Source: comment left on Google Plus to Greg Kroah-Hartman by Linus Torvalds.


with the IOPS tool

If you can't be bothered to read all this I'd just recommend the IOPS tool. It will tell you real-world speed depending on block size.


Otherwise - when doing an IO benchmark I would look at the following things:

  • blocksize/cache/IOPS/direct vs buffered/async vs sync
  • read/write
  • threads
  • latency
  • CPU utilization

  • Which blocksize will you use: If you want to read/write 1 GB from/to disk this will be quick if you do one I/O operation. But if your application needs to write in 512 byte chunks all over the harddisk in non-sequential pieces (called random I/O although it is not random) this will look differently. Now, databases will do random I/O for the data volume and sequential I/O for the log volume due to their nature. So, first you need to become clear what you want to measure. If you want to copy large video files that's different than if you want to install Linux.

    This blocksize is effecting the count of I/O operations you do. If you do e.g. 8 sequential read (or write, just not mixed) operations the I/O scheduler of the OS will merge them. If it does not, the controller's cache will do the merge. There is practically no difference if you read 8 sequential blocks of 512 bytes or one 4096 bytes chunk. One exception - if you manage to do direct sync IO and wait for the 512 bytes before you request the next 512 bytes. In this case, increasing the block size is like adding cache.

    Also you should be aware that there is sync and async IO: With sync IO you will not issue the next IO request before the current one returns. With async IO you can request e.g. 10 chunks of data and then wait as they arrive. Disctinct database threads will typically use sync IO for log and async IO for data. The IOPS tool takes care of that by measuring all relevant block sizes starting from 512 bytes.

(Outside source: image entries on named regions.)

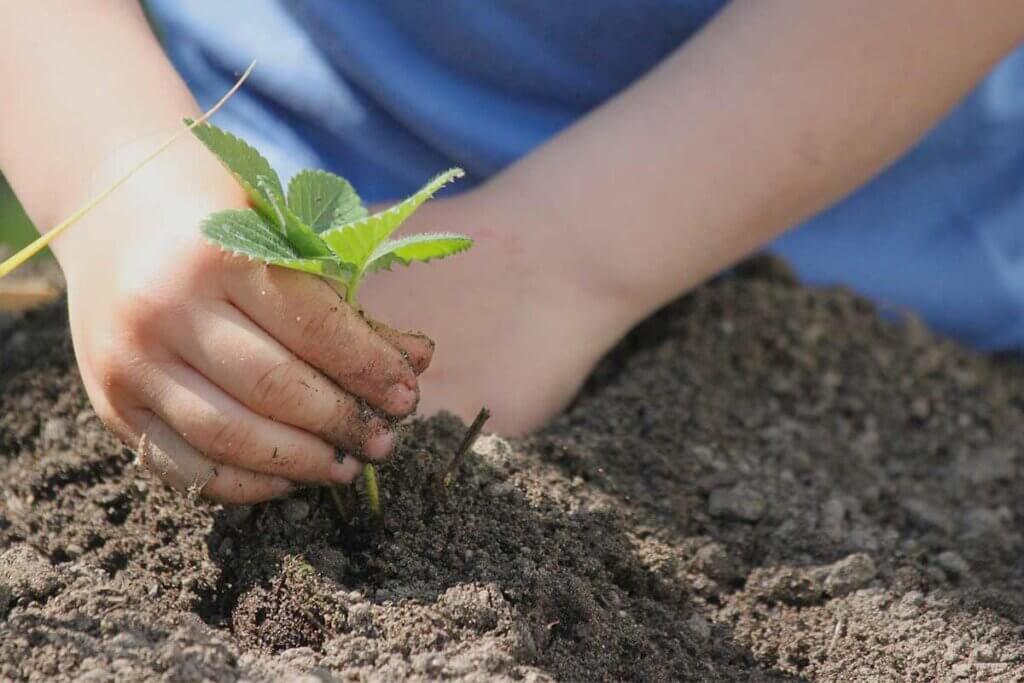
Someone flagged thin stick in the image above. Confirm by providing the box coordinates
[443,408,490,488]
[0,60,256,278]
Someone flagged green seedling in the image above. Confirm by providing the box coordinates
[185,119,473,515]
[0,66,473,517]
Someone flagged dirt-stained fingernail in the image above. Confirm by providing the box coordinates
[362,430,395,460]
[328,456,362,483]
[270,477,299,498]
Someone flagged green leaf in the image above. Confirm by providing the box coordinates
[367,232,473,271]
[288,169,367,232]
[184,119,285,220]
[321,168,465,270]
[200,209,351,284]
[257,176,337,260]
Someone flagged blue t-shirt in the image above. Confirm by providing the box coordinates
[148,0,1024,349]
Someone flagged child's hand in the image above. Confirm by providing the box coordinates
[58,148,433,503]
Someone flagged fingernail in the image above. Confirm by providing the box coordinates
[383,384,418,415]
[362,431,394,460]
[327,456,362,483]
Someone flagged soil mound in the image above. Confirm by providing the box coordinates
[0,262,1024,682]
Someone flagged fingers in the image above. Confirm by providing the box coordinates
[132,364,362,483]
[224,263,419,417]
[171,301,395,459]
[369,321,434,375]
[132,411,295,504]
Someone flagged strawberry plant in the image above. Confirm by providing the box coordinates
[185,119,473,515]
[0,68,471,515]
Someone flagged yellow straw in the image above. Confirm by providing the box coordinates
[0,60,256,278]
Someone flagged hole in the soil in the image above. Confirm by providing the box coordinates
[97,492,132,526]
[99,550,128,577]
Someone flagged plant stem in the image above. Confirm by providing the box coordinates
[345,273,362,309]
[443,408,490,488]
[327,484,352,524]
[362,463,381,517]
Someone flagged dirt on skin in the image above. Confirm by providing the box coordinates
[0,262,1024,682]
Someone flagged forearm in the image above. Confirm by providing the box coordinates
[0,0,228,256]
[482,0,1024,315]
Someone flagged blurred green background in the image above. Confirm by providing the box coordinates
[0,175,39,254]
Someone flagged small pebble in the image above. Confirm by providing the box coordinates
[708,483,768,522]
[935,550,971,577]
[824,553,878,597]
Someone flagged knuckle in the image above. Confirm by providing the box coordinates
[302,304,351,348]
[90,343,143,397]
[317,397,368,449]
[250,358,308,416]
[115,291,170,345]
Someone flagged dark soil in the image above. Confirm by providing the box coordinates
[0,259,1024,682]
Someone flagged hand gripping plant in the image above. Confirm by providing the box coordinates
[185,119,473,514]
[0,62,471,515]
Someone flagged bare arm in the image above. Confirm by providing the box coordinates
[365,0,1024,431]
[484,0,1024,323]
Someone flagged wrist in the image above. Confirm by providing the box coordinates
[49,134,247,282]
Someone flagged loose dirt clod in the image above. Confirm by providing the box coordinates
[0,259,1024,681]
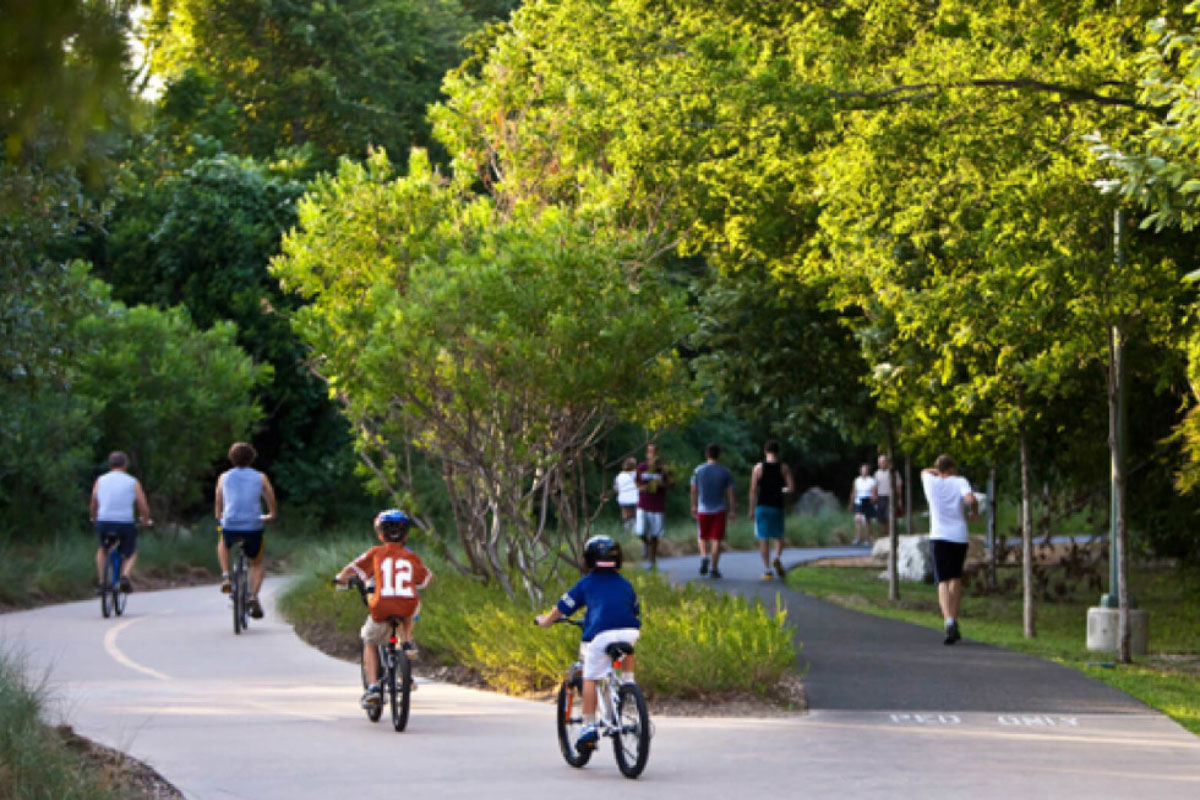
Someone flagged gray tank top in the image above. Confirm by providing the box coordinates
[221,467,263,531]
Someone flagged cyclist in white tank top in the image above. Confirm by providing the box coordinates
[212,441,276,619]
[88,451,154,591]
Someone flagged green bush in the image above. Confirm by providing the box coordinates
[281,541,796,697]
[0,654,128,800]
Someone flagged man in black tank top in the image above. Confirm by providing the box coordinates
[750,440,796,581]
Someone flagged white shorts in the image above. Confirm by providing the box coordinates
[634,509,667,539]
[580,627,642,680]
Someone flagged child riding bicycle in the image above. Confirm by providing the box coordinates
[334,509,433,708]
[538,536,642,750]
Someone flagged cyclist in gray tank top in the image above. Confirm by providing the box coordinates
[212,441,276,619]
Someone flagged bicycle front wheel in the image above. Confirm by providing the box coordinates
[612,684,650,777]
[554,676,592,766]
[388,650,413,732]
[359,652,383,722]
[100,558,118,618]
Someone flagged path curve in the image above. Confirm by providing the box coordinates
[0,581,1200,800]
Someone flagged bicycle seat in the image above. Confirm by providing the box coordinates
[604,642,634,661]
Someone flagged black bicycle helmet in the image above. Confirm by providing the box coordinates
[583,536,622,572]
[376,509,413,542]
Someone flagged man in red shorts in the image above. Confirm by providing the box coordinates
[691,445,733,578]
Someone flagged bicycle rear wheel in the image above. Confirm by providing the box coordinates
[554,675,592,766]
[100,554,118,618]
[359,652,383,722]
[229,551,246,633]
[108,548,130,616]
[612,684,650,777]
[388,650,413,732]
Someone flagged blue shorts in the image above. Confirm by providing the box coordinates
[221,529,263,561]
[754,506,784,539]
[92,519,138,559]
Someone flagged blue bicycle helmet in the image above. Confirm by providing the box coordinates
[583,536,622,572]
[376,509,413,542]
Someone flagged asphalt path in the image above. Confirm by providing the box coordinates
[0,559,1200,800]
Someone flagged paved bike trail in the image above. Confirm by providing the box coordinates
[659,547,1151,715]
[0,573,1200,800]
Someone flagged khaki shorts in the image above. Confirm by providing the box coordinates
[359,606,421,645]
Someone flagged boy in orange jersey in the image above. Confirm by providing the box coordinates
[334,509,433,708]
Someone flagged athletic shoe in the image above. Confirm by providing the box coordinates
[359,684,383,711]
[575,723,600,750]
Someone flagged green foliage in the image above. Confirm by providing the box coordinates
[0,0,136,164]
[76,303,270,521]
[0,652,130,800]
[272,152,689,595]
[280,542,796,697]
[148,0,473,167]
[96,151,359,501]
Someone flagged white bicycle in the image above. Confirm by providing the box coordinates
[556,619,652,778]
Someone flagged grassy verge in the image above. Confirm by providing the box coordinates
[787,567,1200,734]
[0,655,154,800]
[281,536,796,698]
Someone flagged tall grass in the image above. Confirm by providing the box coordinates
[280,537,796,697]
[0,654,130,800]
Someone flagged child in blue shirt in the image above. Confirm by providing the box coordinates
[538,536,642,748]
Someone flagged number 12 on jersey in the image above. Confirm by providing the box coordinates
[379,558,416,597]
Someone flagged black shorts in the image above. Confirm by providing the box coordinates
[221,530,263,561]
[92,519,138,559]
[854,498,875,519]
[929,539,967,583]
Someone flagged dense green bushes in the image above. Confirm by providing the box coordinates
[281,537,796,697]
[0,654,128,800]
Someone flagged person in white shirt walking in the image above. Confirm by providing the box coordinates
[920,455,979,644]
[88,450,154,591]
[850,464,878,547]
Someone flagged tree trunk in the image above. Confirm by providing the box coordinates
[1020,428,1037,639]
[887,422,900,602]
[988,467,997,591]
[1109,319,1133,663]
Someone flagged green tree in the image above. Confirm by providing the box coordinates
[146,0,473,167]
[267,151,689,597]
[92,154,359,510]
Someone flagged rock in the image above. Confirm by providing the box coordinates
[792,486,841,515]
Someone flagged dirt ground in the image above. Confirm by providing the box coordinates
[54,724,184,800]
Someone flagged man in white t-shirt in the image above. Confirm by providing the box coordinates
[920,455,979,644]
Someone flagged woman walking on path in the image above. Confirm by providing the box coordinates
[691,444,733,578]
[750,440,796,581]
[850,464,878,547]
[920,455,979,644]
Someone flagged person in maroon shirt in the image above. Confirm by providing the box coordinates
[634,444,671,570]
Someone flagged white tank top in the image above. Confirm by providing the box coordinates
[96,469,138,522]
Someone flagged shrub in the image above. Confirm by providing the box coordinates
[281,542,796,697]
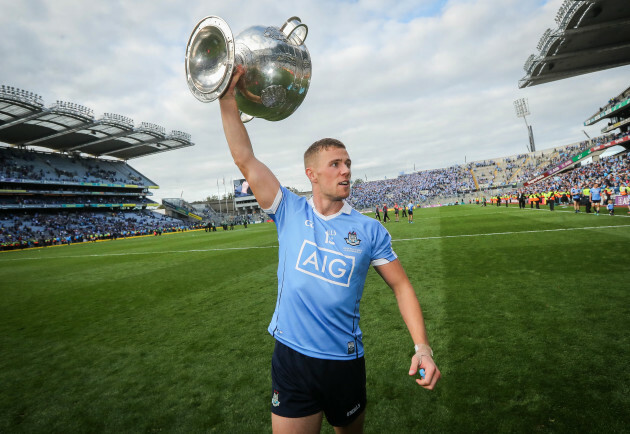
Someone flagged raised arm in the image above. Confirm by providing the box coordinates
[219,66,280,209]
[374,259,441,390]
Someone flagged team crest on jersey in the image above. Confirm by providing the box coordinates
[344,231,361,246]
[271,390,280,407]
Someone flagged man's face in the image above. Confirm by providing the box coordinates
[309,147,351,200]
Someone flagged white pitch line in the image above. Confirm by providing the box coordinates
[392,225,630,242]
[0,246,278,263]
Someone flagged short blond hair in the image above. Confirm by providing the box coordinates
[304,137,346,169]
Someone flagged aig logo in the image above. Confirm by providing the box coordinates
[295,240,354,287]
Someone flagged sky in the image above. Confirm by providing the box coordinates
[0,0,630,202]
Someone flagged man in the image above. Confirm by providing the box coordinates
[571,184,582,214]
[383,203,391,223]
[589,182,602,215]
[220,66,440,433]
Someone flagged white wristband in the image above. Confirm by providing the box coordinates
[414,344,433,358]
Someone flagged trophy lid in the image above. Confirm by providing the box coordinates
[185,15,234,102]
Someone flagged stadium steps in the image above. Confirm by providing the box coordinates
[468,169,479,190]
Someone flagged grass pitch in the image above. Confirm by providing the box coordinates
[0,205,630,433]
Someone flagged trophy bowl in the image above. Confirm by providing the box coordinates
[186,16,311,121]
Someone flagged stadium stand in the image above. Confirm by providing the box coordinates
[519,0,630,88]
[0,85,201,250]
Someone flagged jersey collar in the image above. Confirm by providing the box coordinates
[308,196,352,220]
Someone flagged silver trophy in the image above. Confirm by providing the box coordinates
[186,16,311,122]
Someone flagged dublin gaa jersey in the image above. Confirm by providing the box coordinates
[265,187,396,360]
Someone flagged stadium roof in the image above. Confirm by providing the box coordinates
[518,0,630,88]
[0,85,194,160]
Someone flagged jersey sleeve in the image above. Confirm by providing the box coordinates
[370,224,398,267]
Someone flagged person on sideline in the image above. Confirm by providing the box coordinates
[219,66,440,433]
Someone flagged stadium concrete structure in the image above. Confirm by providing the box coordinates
[519,0,630,88]
[0,85,202,241]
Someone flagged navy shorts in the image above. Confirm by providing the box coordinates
[271,341,367,426]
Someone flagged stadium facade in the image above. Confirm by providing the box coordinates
[0,85,202,248]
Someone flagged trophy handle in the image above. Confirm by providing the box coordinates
[239,112,255,124]
[280,17,308,45]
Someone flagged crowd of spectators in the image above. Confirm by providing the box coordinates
[0,210,202,250]
[512,152,630,194]
[0,147,150,185]
[348,133,628,209]
[348,166,475,209]
[0,195,154,208]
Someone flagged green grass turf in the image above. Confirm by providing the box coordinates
[0,205,630,433]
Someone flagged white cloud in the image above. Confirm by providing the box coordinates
[0,0,629,200]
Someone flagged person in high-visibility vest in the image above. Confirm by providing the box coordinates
[571,184,582,214]
[582,186,591,213]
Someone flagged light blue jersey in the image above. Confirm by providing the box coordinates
[591,187,602,200]
[571,188,582,199]
[265,187,396,360]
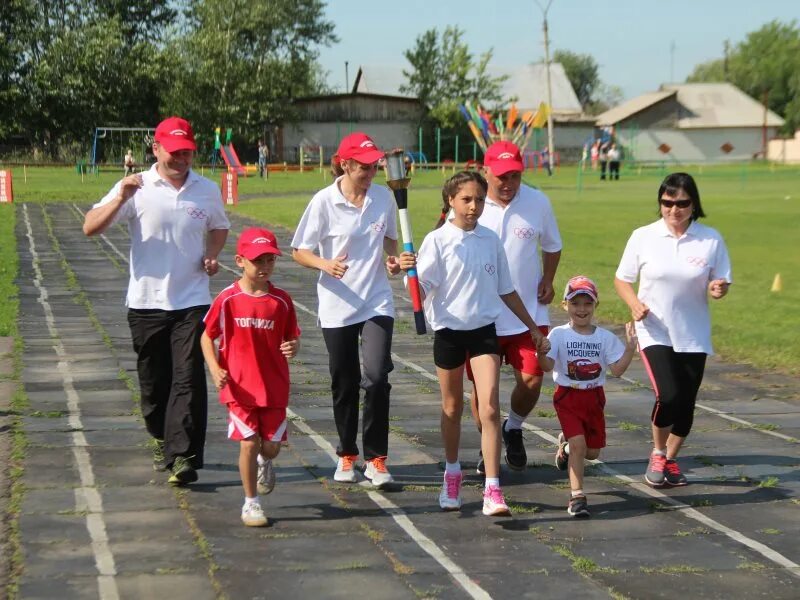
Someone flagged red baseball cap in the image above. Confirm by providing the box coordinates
[155,117,197,152]
[236,227,282,260]
[336,131,385,165]
[483,141,525,177]
[564,275,598,302]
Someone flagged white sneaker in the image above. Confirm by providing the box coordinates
[256,459,275,496]
[439,471,464,510]
[242,502,267,527]
[483,485,511,517]
[333,456,358,483]
[364,456,394,488]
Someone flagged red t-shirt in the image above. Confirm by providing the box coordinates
[203,281,300,408]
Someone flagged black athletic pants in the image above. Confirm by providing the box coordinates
[128,306,208,469]
[322,317,394,460]
[642,346,706,437]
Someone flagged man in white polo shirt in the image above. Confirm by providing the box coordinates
[83,117,230,485]
[468,141,561,474]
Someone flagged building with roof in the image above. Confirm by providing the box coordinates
[596,83,783,163]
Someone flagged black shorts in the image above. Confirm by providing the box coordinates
[433,323,500,370]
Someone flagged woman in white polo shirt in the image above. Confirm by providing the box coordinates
[614,173,732,487]
[292,132,400,487]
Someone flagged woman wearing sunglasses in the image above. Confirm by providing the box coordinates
[614,173,731,487]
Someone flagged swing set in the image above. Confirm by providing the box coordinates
[89,127,156,173]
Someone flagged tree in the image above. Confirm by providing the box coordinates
[400,26,506,130]
[553,50,601,110]
[687,21,800,133]
[163,0,337,140]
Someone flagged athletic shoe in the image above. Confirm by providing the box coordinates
[364,456,394,488]
[567,496,592,519]
[664,459,689,487]
[644,452,667,487]
[502,419,528,471]
[555,433,569,471]
[256,459,275,496]
[475,450,486,477]
[333,455,358,483]
[242,502,267,527]
[483,485,511,517]
[439,471,464,510]
[167,456,197,485]
[152,438,167,471]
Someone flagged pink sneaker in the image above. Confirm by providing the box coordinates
[439,471,463,510]
[483,485,511,517]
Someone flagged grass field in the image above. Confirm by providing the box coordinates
[0,165,800,374]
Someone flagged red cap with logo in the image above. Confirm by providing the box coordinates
[155,117,197,153]
[336,131,384,165]
[236,227,282,260]
[564,275,597,302]
[483,141,525,177]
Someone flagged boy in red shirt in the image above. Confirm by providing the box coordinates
[200,227,300,527]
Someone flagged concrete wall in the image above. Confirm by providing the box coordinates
[767,129,800,164]
[616,127,776,163]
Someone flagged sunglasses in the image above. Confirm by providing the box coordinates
[658,198,692,208]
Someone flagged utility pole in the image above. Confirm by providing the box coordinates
[536,0,556,164]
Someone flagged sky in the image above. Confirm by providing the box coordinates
[319,0,800,99]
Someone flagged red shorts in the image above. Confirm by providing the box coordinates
[467,325,550,381]
[227,403,288,442]
[553,385,606,449]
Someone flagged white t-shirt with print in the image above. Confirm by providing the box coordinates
[416,221,514,331]
[292,178,397,327]
[478,184,561,335]
[547,323,625,390]
[616,219,732,355]
[94,163,231,310]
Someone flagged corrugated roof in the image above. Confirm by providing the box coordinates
[597,83,783,129]
[661,83,783,129]
[596,90,676,127]
[352,63,583,115]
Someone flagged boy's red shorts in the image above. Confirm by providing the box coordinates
[467,325,550,381]
[553,385,606,449]
[227,403,288,442]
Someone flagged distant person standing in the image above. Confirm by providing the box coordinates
[258,140,269,179]
[123,150,136,177]
[83,117,230,485]
[608,144,622,180]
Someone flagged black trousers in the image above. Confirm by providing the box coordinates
[641,346,707,437]
[322,317,394,460]
[128,306,208,469]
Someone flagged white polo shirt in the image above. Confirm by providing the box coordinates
[478,185,561,335]
[292,177,397,327]
[547,323,625,390]
[94,164,231,310]
[616,219,733,355]
[417,221,514,331]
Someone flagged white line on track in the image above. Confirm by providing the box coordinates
[22,204,119,600]
[70,206,800,580]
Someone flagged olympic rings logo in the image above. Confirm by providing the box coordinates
[186,206,208,219]
[514,227,535,240]
[686,256,708,269]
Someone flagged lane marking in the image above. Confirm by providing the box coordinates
[22,203,119,600]
[70,210,800,580]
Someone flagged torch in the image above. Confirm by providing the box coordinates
[386,150,426,335]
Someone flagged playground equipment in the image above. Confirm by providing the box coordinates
[89,126,156,172]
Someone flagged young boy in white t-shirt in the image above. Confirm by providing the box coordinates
[200,227,300,527]
[537,275,636,517]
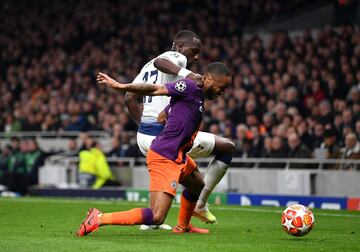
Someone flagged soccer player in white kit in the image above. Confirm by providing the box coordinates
[125,30,235,230]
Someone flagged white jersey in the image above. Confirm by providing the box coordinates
[133,51,187,123]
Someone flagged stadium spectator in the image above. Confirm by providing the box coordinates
[287,132,311,168]
[320,128,341,169]
[79,137,119,189]
[341,132,360,169]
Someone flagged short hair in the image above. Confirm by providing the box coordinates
[174,30,200,42]
[206,62,231,76]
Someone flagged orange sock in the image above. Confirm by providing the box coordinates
[99,208,153,225]
[178,189,198,227]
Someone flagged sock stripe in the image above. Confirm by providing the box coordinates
[141,208,154,225]
[215,155,232,165]
[182,188,199,202]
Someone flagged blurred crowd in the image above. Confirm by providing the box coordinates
[0,137,47,194]
[0,0,360,167]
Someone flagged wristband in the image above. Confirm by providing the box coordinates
[178,67,192,78]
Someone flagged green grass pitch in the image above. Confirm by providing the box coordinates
[0,197,360,252]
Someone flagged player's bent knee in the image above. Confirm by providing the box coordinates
[153,212,166,225]
[226,139,235,156]
[213,136,235,156]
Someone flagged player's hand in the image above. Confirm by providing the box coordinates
[96,72,121,89]
[186,73,202,85]
[157,110,167,124]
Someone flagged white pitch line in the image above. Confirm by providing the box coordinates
[0,197,360,218]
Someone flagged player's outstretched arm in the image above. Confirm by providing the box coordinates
[96,73,169,96]
[154,57,202,83]
[125,92,142,125]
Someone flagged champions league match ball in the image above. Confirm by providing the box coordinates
[281,204,315,237]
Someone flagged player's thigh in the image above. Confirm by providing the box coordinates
[136,132,156,156]
[187,131,215,159]
[150,192,174,224]
[181,168,205,194]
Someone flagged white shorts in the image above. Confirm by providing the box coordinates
[136,131,215,159]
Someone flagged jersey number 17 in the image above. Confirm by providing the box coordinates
[143,70,159,103]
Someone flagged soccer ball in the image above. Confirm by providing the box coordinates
[281,204,315,237]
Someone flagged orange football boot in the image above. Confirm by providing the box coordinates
[76,208,102,236]
[172,224,210,234]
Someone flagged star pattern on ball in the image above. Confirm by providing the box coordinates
[283,217,295,230]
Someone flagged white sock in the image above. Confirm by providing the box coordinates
[196,158,229,208]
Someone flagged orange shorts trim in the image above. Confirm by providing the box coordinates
[146,149,196,196]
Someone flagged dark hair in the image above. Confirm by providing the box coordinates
[206,62,231,76]
[174,30,200,42]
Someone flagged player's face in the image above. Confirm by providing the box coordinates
[177,38,201,67]
[204,75,232,100]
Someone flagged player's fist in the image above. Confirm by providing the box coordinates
[96,72,121,88]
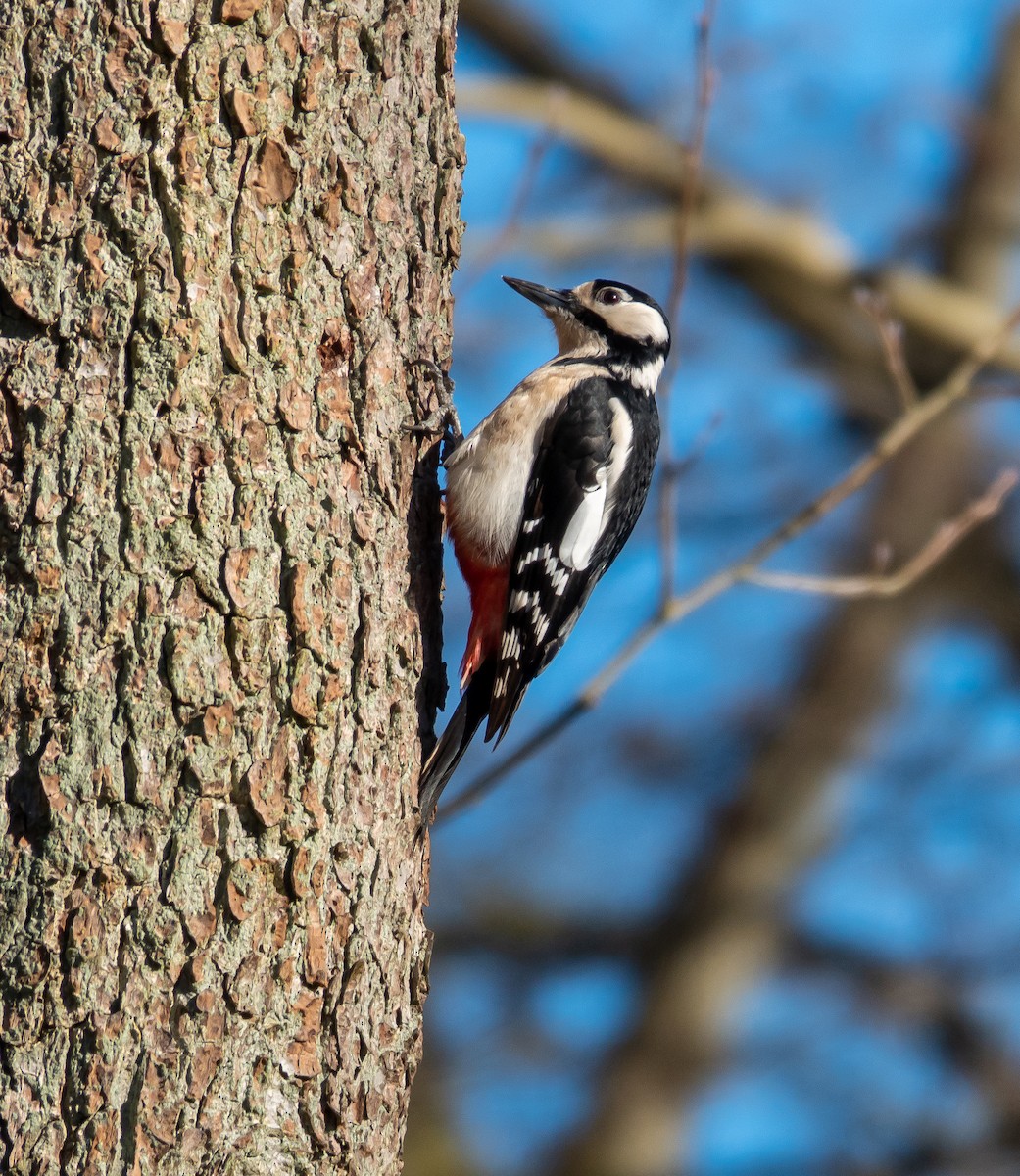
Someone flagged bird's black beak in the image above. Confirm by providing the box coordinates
[503,277,572,311]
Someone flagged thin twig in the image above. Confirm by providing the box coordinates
[440,306,1020,819]
[745,469,1020,599]
[856,287,919,412]
[656,7,717,602]
[458,78,1020,371]
[459,123,556,298]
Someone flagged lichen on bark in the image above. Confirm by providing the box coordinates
[0,0,463,1176]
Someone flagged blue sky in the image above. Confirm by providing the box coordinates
[412,0,1020,1176]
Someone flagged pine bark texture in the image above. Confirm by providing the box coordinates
[0,0,463,1176]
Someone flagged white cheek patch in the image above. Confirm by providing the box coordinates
[559,469,607,571]
[601,302,670,346]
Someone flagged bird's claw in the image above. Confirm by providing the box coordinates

  • Will you read or write: Usually reading is faster than writing. But note that caching works quite a different way for reads and writes:

    • For writes, the data will be handed over to the controller and if it caches, it will acknowledge before the data is on disk unless the cache is full. Using the tool iozone you can draw beautiful graphs of plateaus of cache effects (CPU cache effect and buffer cache effect). The caches becomes less efficient the more has been written.

    • For reads, read data is held in cache after the first read. The first reads take longest and caching becomes more and more effective during uptime. Noteable caches are the CPU cache, the OS' file system cache, the IO controller's cache and the storage's cache. The IOPS tool only measures reads. This allows it to "read all over the place" and you do not want it to write instead of read.

  • How many threads will you use: If you use one thread (using dd for disk benchmarks) you will probably get a much worse performance than with several threads. The IOPS tool takes this into account and reads on several threads.

  • How important is latency for you: Looking at databases, IO latency becomes enormously important. Any insert/update/delete SQL command will be written into the database journal ("log" in database lingo) on commit before it is acknowledged. This means the complete database may be waiting for this IO operation to be completed. I show here how to measure the average wait time (await) using the iostat tool.

  • How important is CPU utilization for you: Your CPU may easily become the bottleneck for your application's performance. In this case you must know how much CPU cycles get burned per byte read/written and optimize into that direction. This can mean to decide for/against PCIe flash memory depending on your measurement results. Again the iostat tool can give you a rough estimation on CPU utilization by your IO operations.